Mereka percaya regulasi asuransi kredit baru bisa berdampak pada pemberian pinjaman mikro dan konsumen oleh bank, karena sekarang mereka akan menyimpan 25% risiko gagal yang diasuransikan, sebelumnya ditanggung sepenuhnya oleh perusahaan asuransi. Dengan pasar asuransi yang terfragmentasi dan banyak perusahaan asuransi, Indonesia mungkin sedang menghadapi persaingan yang intens yang melemahkan kekuatan penetapan harga dan profitabilitas.

Otoritas Jasa Keuangan (OJK) berencana untuk meningkatkan persyaratan ekuitas minimum secara signifikan pada akhir 2026, diikuti dengan kenaikan lebih lanjut pada akhir 2028, terutama bagi perusahaan asuransi yang menawarkan asuransi kredit.

Perusahaan asuransi yang tidak memenuhi persyaratan ini mungkin perlu menaikkan modal atau menjelajahi opsi M&A. Sekitar 90% dari penerbit yang diberi peringkat Fitch sudah memenuhi persyaratan 2026, tetapi 62% mungkin memerlukan ekuitas tambahan pada 2028, terutama dalam sektor non-life dan reasuransi.

Pembangkitan modal organik mungkin cukup untuk 50% perusahaan asuransi memenuhi persyaratan 2026, tetapi memenuhi persyaratan 2028 mungkin menimbulkan tantangan, memerlukan strategi lain.

Dampak regulasi asuransi kredit baru pada bank belum pasti; meskipun standar underwriting yang lebih ketat bisa meningkatkan profil risiko, menyimpan lebih banyak risiko bisa memiliki efek negatif. Persyaratan modal yang lebih tinggi untuk perusahaan asuransi kredit bisa mendorong perusahaan asuransi non-life yang lebih kecil keluar dari segmen tersebut, mempromosikan persaingan yang lebih sehat.

Meningkatnya kelas menengah

Filippi mengatakan bahwa ia melihat kelas menengah berkembang di pasar-pasar yang sedang berkembang di Asia. Ini sejalan dengan publikasi Asian Development Bank (ADB) "Indikator Kunci untuk Asia dan Pasifik 2022" yang meskipun pandemi COVID-19 menyebabkan peningkatan tingkat kemiskinan ekstrim dan moderat pada 2020, proyeksi menunjukkan penurunan signifikan dalam kemiskinan ekstrim di Asia berkembang, dengan kurang dari 1% populasi diperkirakan akan hidup dalam kemiskinan ekstrim pada 2030.
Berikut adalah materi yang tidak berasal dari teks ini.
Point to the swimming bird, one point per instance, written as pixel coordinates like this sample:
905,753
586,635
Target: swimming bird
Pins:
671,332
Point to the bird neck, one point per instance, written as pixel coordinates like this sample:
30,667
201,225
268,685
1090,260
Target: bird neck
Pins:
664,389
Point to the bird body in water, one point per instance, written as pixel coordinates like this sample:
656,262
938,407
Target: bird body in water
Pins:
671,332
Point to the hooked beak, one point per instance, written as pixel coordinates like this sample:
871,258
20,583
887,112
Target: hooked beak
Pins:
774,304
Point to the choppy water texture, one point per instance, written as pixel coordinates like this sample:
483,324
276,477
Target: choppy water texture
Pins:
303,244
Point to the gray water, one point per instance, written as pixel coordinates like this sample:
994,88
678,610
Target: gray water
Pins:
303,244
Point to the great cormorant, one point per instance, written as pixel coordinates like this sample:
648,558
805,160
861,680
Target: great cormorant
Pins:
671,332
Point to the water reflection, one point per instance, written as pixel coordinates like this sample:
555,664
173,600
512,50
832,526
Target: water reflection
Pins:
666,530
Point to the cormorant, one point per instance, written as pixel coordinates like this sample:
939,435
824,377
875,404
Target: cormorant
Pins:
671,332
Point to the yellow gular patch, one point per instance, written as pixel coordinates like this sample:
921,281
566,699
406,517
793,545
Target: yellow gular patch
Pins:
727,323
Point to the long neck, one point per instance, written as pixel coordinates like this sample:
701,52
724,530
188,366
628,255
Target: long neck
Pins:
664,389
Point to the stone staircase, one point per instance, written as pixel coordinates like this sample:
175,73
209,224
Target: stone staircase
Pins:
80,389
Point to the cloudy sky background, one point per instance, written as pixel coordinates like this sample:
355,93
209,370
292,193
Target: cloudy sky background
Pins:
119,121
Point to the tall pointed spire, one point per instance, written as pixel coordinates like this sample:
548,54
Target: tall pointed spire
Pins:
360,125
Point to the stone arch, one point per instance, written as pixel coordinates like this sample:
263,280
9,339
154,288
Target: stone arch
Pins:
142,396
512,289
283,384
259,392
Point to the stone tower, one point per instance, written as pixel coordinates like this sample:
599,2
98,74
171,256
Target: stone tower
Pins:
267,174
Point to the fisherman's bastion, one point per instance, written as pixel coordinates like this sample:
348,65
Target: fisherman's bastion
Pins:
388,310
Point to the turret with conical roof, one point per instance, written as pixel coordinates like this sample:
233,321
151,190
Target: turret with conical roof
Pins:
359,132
Selain itu, proyeksi  menunjukkan bahwa sekitar 7% dari populasi di kawasan tersebut diproyeksikan akan menjadi cukup miskin, sedangkan sekitar 25% mungkin dianggap rentan secara ekonomi pada 2030. Di sisi lain, proyeksi  menunjukkan bahwa sekitar 43% dari populasi mungkin mencapai keamanan ekonomi, sementara 25% bisa diklasifikasikan sebagai kelas menengah pada titik pencapaian yang sama.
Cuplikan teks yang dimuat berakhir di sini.